Part hardcore news reportage, part intimate memoir, For Sama is a compelling dispatch from deep inside the Syrian conflict. Directed by Waad al-Kateab and UK non-fiction filmmaker Edward Watts, produced by Channel 4 and ITN, the film takes the immediacy of the best on-the-ground reporting but melds it with a touching portrait of family life during wartime. The result brings the unimaginable to moving, vivid life.

It will break your heart.

For Sama takes al-Kateab’s footage, interspersed with drone imagery of Aleppo looking increasingly battered, to chart the conflicts between 2012 and 2016 when the documentarian fled Syria with her husband Hamza and infant daughter Sama. The latter is the film’s raison d’être: a video diary/letter from mother to daughter explaining not only the conflict but perhaps more importantly why her parents made the (on the surface, baffling) choices they made. For Sama poses tough questions — why would you bring a child into this living, breathing nightmare? Why wouldn’t you just run? — and al-Kateab and Watts’ compelling film provides the answers.

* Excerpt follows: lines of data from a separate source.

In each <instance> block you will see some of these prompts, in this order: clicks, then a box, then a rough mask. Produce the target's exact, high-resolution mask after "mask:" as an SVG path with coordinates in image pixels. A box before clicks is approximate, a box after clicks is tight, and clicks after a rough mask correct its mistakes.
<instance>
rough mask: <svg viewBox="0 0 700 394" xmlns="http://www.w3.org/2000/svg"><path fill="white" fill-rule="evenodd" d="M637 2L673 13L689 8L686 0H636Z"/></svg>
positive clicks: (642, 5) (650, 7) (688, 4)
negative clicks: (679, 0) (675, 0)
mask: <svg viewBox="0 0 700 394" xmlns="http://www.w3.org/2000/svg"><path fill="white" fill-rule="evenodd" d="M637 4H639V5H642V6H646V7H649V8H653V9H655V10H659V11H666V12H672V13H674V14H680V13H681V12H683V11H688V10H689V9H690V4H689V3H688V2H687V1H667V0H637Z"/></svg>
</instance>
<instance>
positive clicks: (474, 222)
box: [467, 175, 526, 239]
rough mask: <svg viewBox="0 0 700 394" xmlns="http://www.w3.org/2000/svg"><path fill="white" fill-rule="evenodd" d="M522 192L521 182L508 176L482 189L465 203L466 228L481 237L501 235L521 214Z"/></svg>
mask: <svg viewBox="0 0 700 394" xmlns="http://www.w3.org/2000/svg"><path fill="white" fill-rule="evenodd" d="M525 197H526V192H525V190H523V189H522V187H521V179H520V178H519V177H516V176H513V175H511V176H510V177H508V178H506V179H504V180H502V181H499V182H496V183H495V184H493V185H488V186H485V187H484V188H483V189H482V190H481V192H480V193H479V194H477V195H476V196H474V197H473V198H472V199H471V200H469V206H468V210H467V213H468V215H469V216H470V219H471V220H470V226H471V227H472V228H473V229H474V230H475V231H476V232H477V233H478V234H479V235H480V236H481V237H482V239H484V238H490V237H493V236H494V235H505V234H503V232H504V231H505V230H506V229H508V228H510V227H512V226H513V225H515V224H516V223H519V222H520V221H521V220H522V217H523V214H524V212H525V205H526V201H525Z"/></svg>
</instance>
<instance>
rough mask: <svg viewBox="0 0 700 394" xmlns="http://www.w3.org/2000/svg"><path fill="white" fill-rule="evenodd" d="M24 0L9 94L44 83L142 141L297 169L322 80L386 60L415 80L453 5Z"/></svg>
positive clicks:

And then some.

In 2012, al-Kateab was a twenty-something studying economics at Aleppo University when she started documenting the growing protests against president Bashar al-Assad’s oppressive dictatorship, filled with that student sense of militant optimism. As the years go by and al Assad’s regime, aided by Russian money and warplanes, becomes more horrific, al-Kateab continues to film, her camera detailing the uncertainty and panic that filled every minute of her day. The unforgettable moments come thick and fast — the time al Assad’s forces are one street away; a tense nighttime drive to get through a regime checkpoint; and most amazingly, when a doctor conducts a Caesarean section to remove a dead baby from its wounded mother’s womb. What happens next is one of the most miraculous things to appear in a cinema this year.

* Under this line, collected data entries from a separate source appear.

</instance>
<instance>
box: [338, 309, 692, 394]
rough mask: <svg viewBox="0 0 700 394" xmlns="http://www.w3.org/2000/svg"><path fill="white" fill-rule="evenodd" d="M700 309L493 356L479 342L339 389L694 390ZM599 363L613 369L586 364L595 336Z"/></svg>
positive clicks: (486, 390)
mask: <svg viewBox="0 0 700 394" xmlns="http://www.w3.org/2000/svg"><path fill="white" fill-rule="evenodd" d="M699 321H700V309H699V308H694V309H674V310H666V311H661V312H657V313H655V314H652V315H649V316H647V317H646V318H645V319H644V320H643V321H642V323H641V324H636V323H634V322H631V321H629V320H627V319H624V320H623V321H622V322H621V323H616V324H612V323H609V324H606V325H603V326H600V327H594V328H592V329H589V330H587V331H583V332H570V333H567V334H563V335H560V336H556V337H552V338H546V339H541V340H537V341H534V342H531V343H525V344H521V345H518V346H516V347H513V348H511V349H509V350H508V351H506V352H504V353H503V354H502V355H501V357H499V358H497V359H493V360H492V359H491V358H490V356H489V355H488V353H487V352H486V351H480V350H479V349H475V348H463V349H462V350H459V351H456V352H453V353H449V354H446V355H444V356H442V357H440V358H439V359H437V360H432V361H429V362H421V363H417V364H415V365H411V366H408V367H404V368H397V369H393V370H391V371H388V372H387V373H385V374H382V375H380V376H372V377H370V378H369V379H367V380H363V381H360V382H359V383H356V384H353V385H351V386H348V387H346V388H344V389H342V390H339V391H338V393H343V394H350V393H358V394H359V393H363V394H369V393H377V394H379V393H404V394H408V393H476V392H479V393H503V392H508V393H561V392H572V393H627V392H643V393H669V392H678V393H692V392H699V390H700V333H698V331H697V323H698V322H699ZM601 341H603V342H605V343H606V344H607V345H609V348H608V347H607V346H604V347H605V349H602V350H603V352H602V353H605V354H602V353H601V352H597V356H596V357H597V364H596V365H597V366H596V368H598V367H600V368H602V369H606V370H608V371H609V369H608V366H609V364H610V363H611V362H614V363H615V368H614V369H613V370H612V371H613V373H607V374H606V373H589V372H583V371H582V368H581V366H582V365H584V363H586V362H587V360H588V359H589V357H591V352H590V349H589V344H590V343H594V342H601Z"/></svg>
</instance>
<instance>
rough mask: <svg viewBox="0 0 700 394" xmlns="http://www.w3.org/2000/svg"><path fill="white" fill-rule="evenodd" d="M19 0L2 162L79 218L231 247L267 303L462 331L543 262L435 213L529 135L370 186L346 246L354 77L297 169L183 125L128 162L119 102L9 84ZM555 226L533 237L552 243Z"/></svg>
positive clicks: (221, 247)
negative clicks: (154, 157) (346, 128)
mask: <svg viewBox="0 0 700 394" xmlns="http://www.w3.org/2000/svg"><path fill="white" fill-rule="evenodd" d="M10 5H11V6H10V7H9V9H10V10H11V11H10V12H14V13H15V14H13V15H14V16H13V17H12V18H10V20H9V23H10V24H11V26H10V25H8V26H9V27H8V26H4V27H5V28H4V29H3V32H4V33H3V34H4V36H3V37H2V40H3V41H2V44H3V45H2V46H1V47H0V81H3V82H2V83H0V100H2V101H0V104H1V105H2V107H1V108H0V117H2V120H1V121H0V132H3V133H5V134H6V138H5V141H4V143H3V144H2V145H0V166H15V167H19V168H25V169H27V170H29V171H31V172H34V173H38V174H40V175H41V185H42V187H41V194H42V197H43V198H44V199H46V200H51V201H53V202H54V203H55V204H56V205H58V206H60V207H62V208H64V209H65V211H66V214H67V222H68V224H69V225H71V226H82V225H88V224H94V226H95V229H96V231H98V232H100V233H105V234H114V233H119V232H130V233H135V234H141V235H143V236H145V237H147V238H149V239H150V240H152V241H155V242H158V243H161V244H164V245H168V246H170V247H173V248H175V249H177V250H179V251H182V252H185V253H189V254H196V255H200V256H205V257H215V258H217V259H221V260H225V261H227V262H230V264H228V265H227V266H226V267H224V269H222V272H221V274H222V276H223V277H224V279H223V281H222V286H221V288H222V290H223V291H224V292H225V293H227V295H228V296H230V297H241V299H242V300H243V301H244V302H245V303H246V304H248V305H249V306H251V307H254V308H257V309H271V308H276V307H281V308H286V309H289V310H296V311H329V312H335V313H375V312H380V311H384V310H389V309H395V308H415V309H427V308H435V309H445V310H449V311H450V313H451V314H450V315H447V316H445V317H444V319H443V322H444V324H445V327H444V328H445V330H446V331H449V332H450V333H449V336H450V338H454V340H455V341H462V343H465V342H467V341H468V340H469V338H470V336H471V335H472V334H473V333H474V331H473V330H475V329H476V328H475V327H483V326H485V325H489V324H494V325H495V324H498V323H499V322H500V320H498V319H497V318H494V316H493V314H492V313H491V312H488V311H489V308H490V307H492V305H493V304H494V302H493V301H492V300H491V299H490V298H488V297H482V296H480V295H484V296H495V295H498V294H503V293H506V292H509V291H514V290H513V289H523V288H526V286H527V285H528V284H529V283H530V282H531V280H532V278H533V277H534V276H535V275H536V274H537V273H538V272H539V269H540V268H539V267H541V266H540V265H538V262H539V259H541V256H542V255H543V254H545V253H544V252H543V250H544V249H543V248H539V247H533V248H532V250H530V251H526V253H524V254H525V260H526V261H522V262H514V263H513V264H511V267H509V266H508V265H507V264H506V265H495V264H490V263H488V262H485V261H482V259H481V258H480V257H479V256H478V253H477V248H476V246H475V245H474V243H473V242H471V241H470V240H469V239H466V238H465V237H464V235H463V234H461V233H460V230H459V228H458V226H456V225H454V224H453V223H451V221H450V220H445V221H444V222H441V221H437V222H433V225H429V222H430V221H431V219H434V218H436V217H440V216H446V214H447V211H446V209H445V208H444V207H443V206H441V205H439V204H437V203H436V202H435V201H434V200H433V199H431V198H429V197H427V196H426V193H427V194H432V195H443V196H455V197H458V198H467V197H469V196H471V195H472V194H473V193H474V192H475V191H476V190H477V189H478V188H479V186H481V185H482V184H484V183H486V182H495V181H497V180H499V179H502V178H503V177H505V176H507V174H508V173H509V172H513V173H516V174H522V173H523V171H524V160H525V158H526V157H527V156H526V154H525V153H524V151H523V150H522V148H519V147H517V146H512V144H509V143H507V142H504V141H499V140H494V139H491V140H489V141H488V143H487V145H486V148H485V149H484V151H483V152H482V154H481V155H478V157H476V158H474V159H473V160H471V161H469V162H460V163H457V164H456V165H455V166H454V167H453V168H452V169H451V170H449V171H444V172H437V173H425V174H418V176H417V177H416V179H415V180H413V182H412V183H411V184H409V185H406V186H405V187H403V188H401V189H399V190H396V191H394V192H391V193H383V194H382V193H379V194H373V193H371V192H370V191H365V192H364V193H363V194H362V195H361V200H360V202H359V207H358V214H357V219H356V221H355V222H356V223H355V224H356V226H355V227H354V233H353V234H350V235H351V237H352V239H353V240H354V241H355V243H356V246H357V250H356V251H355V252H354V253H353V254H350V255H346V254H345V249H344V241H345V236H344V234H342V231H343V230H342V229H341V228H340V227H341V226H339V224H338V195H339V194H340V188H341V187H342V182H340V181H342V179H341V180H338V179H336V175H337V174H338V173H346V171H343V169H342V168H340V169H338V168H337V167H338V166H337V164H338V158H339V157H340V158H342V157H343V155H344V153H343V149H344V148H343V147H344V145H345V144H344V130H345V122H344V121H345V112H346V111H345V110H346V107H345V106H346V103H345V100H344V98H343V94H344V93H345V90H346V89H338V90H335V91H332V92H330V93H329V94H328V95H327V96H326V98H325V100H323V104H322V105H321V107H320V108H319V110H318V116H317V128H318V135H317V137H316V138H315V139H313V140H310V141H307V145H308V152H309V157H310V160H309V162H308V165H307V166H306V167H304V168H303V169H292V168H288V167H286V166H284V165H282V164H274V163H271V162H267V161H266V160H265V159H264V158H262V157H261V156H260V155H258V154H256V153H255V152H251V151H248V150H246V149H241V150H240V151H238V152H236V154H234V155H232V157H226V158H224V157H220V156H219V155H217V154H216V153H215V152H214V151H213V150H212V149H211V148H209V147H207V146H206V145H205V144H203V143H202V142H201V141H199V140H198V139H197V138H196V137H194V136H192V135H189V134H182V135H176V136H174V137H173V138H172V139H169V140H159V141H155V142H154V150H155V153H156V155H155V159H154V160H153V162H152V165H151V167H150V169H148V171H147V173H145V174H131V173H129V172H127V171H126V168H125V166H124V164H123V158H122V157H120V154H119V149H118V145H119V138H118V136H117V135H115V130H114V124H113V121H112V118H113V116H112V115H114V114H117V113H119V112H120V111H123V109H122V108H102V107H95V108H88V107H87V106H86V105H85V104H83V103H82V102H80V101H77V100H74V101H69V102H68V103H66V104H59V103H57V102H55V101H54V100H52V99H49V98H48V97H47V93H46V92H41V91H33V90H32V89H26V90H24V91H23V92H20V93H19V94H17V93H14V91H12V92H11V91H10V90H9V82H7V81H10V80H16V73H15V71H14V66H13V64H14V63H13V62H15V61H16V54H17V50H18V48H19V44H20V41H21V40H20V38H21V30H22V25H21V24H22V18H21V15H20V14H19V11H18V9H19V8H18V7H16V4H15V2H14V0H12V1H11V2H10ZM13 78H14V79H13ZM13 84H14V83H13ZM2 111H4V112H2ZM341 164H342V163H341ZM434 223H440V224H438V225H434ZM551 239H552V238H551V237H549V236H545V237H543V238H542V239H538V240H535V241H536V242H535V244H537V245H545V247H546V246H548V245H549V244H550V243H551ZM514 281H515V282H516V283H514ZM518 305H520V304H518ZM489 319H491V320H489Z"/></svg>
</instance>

For Sama is a film filled with dead, bloodied bodies — often children — but while you never grow inured to it, life for Aleppo’s citizens continues. Phone conversations carry on during shelling. A little girl nonchalantly explains what a cluster bomb is. Normalcy is snatched, be it dancing to Julio Iglesias’ Crazy at a wedding or singing the old songs in a blackout during the air strikes.

It’s not a perfect film. The structure flits around confusing the chronology. At the heart of the film is the relationship between Waad and her heroic doctor husband Hamza, who courageously stays behind to start a hospital where the family live. Your admiration for their decision to do what’s right and preserve life — both in surgery and on film — knows no bounds. Towards the end, Waad stares at Sama as she remains impervious to the carnage that surrounds her. “I know you know what’s going on. I can see it in your eyes. You never cry like a normal baby. That’s what breaks my heart.” It will break your heart too.

For Sama powerfully mixes the personal and the political to thought-provoking, emotional ends. The result is one of the best documentaries of 2019.